- Genre: Children's
- Directed by: John Matlock and Paul Francescutti
- Presented by: Tom Knowlton Mark Baldwin
- Opening theme: "The Cariboo Boogie"
- Country of origin: Canada
- No. of seasons: 5

Production
- Producer: Janis Nostbakken
- Production locations: Kitchener, Ontario, Canada

Original release
- Network: CTV
- Release: 1986 – 1989

= Camp Cariboo =

Canadian children's television series

Camp Cariboo is a Canadian children's television program that aired on several CTV stations from 1986 to 1989. The show is best known for its rerun stint on YTV from September 2, 1989 to August 15, 1997.

== Premise ==
Camp Cariboo grew out of the summer camping experiences of Tom Knowlton and Mark Baldwin, as well as the producer and co-creator Janis Nostbakken and directors John Matlock and Paul Francescutti. The series was produced at CKCO-TV in Kitchener, Ontario, and filmed in part on location in Ontario Camping Association camps. Hosted by Tom and Mark, each show featured real kids along with a variety of short skits, riddles, songs and stories, all portrayed in the setting of a fictional summer camp. Viewers took part by sending in their jokes, riddles and challenges that were shared during mail call time in the camp office.

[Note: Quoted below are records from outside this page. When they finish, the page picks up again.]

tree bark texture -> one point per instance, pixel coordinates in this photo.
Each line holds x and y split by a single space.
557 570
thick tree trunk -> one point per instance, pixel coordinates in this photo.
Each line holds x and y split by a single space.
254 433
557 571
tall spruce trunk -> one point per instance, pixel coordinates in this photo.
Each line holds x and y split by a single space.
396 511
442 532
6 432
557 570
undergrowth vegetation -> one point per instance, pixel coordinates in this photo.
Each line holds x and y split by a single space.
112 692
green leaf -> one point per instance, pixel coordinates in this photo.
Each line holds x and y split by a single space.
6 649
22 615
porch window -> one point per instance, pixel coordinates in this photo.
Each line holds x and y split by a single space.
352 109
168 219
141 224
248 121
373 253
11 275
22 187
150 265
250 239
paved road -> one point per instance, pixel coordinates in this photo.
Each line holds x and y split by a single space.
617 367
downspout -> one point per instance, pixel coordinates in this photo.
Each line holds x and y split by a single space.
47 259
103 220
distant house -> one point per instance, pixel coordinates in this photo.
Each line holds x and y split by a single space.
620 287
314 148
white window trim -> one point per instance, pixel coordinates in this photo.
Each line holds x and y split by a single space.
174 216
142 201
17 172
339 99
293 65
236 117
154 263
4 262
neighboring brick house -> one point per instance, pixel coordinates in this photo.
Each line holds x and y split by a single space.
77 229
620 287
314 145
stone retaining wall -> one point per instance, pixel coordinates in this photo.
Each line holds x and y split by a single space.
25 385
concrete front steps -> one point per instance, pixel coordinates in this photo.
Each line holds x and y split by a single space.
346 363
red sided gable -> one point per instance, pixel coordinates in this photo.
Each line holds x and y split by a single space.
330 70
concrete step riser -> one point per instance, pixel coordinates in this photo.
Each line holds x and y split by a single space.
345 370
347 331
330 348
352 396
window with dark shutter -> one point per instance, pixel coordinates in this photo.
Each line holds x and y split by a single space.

An audio CD called "I Love Camp Cariboo" has been produced by the Cariboo team and is available on iTunes.

== Main characters ==
Tom and Mark were the main characters of the show. Most episodes featured the two in interactive songs and sketches with kid-campers and in how-tos and comedy bits. Tom and Mark had alter-egos, "The Keeners", a couple of ageless campers so intent on coming back to camp each year that Tom and Mark gave them their moniker. In reality, the clips were in fast motion so that their voices would sound higher. The Keeners appeared in segments sharing camping tips taken to extremes and punctuated by one-liner jokes and groaners. Their popular theme song, I've Got a Head Like a Ping-Pong Ball, became a cult hit and a generation of kids grew up reciting the Cariboo credo: "We'll follow the path where the cariboo walked, Our cariboo headgear is off, on, locked!" The coveted eyes-and-antlers ball caps worn by the Keeners were featured in an exhibit at the Waterloo Region Museum. Another regular character was Uncle Wes (played by Tom) in a segment called "Woodsy Wisdom". Wes would usually make appearances around the camp fire telling old stories and offering camping advice.

== Reception ==
The series was developed in close collaboration with kids from the Kitchener-Toronto region and pilot-tested before the final magazine-show format was decided upon. Positive feedback from audiences and critics on the first series of shows led to production of four more seasons. Camp Cariboo was honoured with four national television awards: two CanPro Gold Awards and two awards from The Children's Broadcast Institute (now Youth Media Alliance YMA).